In this work, first, a computational approach suitable for combined material and geometrically nonlinear analysis for 2D quadrilateral elements is explained. Its main advantage is reuse: once a finite element has been developed with good performance in linear analysis, extension to material and geometrically nonlinear problems is simplified. Extension to geometrically nonlinear problems is enabled by a corotational kinematic description, and that to material nonlinear problems by an optimization-based solution algorithm. The approach thus comprises three ingredients—the development of high performance linear finite element using the Assumed natural deviatoric strain (ANDES) concept, a corotational kinematic description for quadrilateral element, and an optimization algorithm. The work illustrates the realization of the three ingredients on plane stress problems that exhibit elastoplastic material behavior. Numerical examples are presented to illustrate the effectiveness of the approach.
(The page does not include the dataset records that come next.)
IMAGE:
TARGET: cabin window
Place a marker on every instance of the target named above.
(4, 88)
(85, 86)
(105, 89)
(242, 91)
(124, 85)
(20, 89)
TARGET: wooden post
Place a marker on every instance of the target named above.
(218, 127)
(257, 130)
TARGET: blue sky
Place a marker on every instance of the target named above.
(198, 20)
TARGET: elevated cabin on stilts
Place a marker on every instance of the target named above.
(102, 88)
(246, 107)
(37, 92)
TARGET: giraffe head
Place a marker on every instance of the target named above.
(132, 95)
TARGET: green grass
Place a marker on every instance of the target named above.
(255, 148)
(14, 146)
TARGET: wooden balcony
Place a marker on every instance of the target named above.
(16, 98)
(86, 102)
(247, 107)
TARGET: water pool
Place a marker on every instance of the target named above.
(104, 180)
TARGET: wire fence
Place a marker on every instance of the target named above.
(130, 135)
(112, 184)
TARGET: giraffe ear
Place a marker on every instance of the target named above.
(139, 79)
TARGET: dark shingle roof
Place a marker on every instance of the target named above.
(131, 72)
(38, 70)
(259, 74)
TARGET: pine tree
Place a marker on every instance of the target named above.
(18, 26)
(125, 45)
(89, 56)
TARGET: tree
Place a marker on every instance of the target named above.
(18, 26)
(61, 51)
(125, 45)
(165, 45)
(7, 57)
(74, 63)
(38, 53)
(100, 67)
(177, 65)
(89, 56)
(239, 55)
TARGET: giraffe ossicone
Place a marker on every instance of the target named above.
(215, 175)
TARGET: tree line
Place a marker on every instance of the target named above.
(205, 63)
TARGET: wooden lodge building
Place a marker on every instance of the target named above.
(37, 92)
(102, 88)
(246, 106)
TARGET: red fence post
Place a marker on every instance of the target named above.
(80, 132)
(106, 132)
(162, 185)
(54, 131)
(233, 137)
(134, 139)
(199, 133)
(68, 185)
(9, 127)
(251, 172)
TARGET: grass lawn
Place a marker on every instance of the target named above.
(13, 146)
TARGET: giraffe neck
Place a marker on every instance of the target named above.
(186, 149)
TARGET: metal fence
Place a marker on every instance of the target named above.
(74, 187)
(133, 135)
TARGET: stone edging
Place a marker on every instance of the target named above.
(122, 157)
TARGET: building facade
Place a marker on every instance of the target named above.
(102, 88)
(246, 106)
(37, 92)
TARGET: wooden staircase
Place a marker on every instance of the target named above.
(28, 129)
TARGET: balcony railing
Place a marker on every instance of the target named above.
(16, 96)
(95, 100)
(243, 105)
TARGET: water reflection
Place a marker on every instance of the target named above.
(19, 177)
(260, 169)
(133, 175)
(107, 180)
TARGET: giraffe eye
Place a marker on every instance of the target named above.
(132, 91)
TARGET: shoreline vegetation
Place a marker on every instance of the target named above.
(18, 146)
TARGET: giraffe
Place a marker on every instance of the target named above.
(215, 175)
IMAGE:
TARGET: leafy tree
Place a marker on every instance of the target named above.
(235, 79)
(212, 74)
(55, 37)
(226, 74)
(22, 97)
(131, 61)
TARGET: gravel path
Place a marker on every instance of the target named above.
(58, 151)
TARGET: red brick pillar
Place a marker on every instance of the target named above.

Second, an eight-node solid-shell element based on ANS, ANDES and EAS concepts is presented. The mechanical response of the element is split into three parts: (1) In-plane response, which is also decomposed into membrane and bending, (2) Thickness response or normal strains in thickness direction; and (3) Transverse shear response. This separation gives the liberty of using any type of membrane quadrilateral formulation for the in-plane response. In the present work, ANDES membrane element is used for the in-plane response. ANS concept is implemented to account for the transverse shear and thickness strains, which has proven to circumvent the curvature thickness and transverse shear locking problems. EAS approach with one degree-of-freedom is applied on the thickness strain so as to alleviate the Poisson thickness locking. The formulation yields exact solution for both membrane and bending patch tests.

Third, an eight-node solid-shell element based on ANS and EAS concepts is presented. Five enhanced degrees-of-freedom are used to improve the in-plane response of the element and one to alleviate the Poisson's thickness locking problem.

Numerical results for some benchmarks show the robustness of both solid-shell formulations in geometrically linear problems.

With the proposed linear element at hand, the corotational kinematic description is used to add geometric nonlinearity to this work. Problems with small strains are addressed in this work, however, EICR could be extended to large deformations. The Corotated frame is defined such that it is independent of whether the mid-surface is warped or not. Numerical results for geometric nonlinear solid-shell and the comparisons with other solid-shell and shell formulations are presented in the end.